Emma Jeffcoat

Personal information
- Nationality: Australian
- Born: 2 December 1994 (age 31) Collaroy, New South Wales, Australia
- Education: University of Sydney
- Occupation: Nurse

Sport
- Country: Australia
- Sport: Triathlon
- Turned pro: 2015

Achievements and titles
- Olympic finals: 2020: Women - 26th; mixed relay - 9th;

= Emma Jeffcoat =

Australian triathlete (born 1994)

Emma Jeffcoat (born 2 December 1994) is an Australian triathlete.

==Career==
Emma Jeffcoat competed in the German Triathlon-Bundesliga for the TV LemgoTV Lemgo club.

In March 2016, she became a champion of the U23-Oceania triathlon and second-class Oceania champion in the elite class. She won ITU Triathlon World Cup events in Mooloolaba and Chengdu in 2018 and Tiszaujvaros in 2019, and was part of a relay team that won in Abu Dhabi in 2019. She placed 26th in the women's triathlon and 9th in the relay at the 2021 Olympics.

In 2020, she was hit by a car and broke her collarbone.
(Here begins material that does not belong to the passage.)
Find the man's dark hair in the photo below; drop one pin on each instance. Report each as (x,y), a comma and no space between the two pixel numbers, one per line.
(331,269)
She worked as a nurse during some of the COVID-19 pandemic. She then competed in the Women's and mixed relay triathlon events at the 2020 Tokyo Olympics in 2021.

In July 2025, he was a member of the Australian team which won the gold medal at the World Triathlon Mixed Relay Championships in Hamburg, alongside Sophie Linn, Matt Hauser and Luke Willian.